The producers, including Sherwood Schwartz, who produced the original series in addition to "The Brady Bunch," "Harper Valley P.T.A." and others, hadn’t considered casting an openly gay person in any of the roles on the show – until Anderson’s phone call.
"Come on," he urged them. "The professor dressed well, he was logical, and he never made advances toward Mary Ann or Ginger. Everybody knows it."
Two days later he got a returned call: the network execs loved the idea.
As a kid, Anderson had been one of the millions who watched the antics of the original series. In his book Trailblazing: The True Story of America's First Openly Gay Track Coach, he had even referenced the show, saying that a gay guy having sex with a woman before he’s out is like watching "Gilligan’s Island" – you don’t know why you’re doing it, but you do it anyway.
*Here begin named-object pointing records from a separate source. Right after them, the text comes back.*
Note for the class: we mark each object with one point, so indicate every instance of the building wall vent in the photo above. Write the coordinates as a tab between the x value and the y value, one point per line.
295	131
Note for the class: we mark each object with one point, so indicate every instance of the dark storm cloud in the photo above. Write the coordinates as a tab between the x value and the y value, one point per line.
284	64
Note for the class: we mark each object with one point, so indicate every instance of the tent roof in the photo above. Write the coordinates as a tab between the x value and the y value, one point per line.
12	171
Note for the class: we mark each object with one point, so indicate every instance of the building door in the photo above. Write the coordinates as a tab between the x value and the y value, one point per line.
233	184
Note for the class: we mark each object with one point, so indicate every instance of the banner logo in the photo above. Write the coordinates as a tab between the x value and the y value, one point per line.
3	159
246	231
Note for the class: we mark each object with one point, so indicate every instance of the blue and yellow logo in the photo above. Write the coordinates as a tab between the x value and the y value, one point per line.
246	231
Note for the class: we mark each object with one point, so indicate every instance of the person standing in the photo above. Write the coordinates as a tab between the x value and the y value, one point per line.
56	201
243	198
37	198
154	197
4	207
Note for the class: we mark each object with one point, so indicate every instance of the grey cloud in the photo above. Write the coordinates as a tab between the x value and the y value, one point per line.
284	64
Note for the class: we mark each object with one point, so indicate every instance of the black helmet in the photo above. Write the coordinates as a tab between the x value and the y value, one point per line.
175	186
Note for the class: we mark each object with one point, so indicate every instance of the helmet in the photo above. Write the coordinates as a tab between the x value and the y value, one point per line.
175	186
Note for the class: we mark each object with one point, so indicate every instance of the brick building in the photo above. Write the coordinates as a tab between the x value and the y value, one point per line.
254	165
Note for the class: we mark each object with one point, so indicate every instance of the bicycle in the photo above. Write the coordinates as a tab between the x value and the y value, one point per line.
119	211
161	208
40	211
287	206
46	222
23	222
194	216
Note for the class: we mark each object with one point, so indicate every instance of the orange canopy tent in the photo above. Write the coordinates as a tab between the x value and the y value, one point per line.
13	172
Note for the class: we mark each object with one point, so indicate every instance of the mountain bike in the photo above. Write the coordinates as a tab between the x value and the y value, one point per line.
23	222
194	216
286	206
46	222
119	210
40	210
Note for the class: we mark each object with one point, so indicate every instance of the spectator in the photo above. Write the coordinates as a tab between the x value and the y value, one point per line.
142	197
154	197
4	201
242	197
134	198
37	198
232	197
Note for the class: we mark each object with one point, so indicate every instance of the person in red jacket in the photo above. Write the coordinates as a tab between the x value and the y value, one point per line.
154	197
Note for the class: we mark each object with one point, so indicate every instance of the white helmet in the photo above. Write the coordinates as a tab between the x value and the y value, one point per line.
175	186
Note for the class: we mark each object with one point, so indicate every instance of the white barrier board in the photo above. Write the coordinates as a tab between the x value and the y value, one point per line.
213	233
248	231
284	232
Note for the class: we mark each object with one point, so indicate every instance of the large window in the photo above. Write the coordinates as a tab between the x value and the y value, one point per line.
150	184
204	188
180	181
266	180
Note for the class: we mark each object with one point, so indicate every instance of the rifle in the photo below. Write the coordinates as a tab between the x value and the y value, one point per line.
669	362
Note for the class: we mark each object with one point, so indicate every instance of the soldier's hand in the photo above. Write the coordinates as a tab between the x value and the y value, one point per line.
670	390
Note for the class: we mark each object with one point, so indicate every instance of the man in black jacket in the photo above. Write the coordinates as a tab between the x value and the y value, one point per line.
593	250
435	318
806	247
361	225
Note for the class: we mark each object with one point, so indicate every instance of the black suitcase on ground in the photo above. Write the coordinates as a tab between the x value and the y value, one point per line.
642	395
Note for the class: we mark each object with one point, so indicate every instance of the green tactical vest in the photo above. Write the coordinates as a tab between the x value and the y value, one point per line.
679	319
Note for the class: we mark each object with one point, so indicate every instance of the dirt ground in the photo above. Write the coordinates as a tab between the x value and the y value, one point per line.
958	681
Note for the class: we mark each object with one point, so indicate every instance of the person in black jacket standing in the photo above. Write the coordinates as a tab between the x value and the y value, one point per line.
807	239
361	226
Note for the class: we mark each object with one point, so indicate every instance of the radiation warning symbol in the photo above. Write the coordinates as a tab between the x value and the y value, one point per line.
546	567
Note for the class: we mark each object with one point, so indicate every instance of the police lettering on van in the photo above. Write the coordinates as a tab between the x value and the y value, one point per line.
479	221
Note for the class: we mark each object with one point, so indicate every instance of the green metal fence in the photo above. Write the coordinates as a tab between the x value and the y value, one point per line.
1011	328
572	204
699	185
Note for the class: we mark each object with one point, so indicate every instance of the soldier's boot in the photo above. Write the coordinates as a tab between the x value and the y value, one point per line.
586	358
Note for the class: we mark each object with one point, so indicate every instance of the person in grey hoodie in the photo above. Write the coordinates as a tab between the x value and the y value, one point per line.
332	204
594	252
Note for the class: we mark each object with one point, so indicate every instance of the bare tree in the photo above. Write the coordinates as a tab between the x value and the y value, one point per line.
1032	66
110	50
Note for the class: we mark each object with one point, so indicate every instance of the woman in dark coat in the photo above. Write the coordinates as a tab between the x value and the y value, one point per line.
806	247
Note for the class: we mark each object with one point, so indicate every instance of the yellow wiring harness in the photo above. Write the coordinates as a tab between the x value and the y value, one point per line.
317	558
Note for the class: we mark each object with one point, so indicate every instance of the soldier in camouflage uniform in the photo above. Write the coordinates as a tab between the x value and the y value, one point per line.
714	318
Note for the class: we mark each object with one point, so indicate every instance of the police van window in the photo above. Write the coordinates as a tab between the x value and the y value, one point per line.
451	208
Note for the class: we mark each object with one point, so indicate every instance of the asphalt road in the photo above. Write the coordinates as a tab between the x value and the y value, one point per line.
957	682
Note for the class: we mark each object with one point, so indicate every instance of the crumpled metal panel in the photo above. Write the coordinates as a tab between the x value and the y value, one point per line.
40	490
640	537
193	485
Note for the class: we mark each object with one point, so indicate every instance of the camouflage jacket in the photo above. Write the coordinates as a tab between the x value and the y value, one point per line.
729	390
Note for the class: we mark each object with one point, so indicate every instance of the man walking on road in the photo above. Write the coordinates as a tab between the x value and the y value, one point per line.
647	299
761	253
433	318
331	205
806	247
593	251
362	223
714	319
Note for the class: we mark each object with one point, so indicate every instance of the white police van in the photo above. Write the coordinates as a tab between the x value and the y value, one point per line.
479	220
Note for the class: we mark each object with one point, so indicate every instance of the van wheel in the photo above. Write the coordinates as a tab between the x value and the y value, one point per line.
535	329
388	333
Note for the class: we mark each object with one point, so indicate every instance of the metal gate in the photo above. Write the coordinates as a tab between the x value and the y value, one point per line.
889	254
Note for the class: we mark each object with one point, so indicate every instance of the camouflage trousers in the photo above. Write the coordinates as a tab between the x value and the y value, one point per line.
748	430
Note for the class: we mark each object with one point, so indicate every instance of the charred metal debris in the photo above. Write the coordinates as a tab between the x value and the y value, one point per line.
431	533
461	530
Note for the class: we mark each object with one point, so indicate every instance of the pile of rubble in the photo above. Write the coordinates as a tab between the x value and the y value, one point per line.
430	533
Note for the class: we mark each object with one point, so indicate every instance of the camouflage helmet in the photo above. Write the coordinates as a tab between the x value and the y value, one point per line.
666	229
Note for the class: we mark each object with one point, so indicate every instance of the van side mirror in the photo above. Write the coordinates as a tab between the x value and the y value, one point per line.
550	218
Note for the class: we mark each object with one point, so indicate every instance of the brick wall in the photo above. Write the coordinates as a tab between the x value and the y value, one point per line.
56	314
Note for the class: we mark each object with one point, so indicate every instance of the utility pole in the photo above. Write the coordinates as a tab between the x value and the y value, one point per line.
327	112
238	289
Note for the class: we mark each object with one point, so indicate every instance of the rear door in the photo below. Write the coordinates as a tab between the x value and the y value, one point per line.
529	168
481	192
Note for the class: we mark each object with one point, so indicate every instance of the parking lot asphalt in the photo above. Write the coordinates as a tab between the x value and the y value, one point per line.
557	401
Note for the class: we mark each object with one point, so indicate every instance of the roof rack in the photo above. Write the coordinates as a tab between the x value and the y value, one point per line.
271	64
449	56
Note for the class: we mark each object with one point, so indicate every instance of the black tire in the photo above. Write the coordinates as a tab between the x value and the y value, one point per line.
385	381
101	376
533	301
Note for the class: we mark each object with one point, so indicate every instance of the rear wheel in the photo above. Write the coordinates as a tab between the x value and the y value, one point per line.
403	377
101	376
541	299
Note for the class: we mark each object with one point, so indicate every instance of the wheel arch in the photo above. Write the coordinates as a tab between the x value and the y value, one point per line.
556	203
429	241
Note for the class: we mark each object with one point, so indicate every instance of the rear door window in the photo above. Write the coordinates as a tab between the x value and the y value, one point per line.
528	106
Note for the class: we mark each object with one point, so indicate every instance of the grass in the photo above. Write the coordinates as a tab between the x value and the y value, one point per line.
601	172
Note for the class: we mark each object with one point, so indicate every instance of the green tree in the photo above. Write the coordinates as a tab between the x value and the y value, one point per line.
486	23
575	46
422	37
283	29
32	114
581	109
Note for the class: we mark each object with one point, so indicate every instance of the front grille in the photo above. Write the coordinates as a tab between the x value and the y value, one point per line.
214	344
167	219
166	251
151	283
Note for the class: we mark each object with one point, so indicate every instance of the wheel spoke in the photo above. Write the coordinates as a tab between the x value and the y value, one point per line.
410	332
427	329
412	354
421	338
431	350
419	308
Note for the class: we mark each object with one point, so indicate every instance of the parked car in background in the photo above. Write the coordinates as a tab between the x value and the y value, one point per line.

"I always identified with the professor," he says. "If you had to pick the character whom I related to, it was totally the professor."
Once chosen as one of the castaways, Anderson spent much of the rest of the summer before production studying how to be the best "professor" he could be, with much help from his husband, Grant Peterson. Luckily, he had already finished writing his next book, In The Game: Gay Athletes and the Cult of Masculinity, due out in January, and had already settled his teaching plans for the autumn – a new job at State University of New York at Stony Brook.
A former runner – Dan Gaston, who plays a big role in Trailblazing – taught him how to do just about everything with bamboo: build a boat, start a fire, develop a water delivery system. He re-watched over 60 episodes of the original series. He read books chronicling every one of the series’ episodes and reviewed academic critiques of the series. He slowly cut his calorie intake to 900 per day and increased his exposure to the sun.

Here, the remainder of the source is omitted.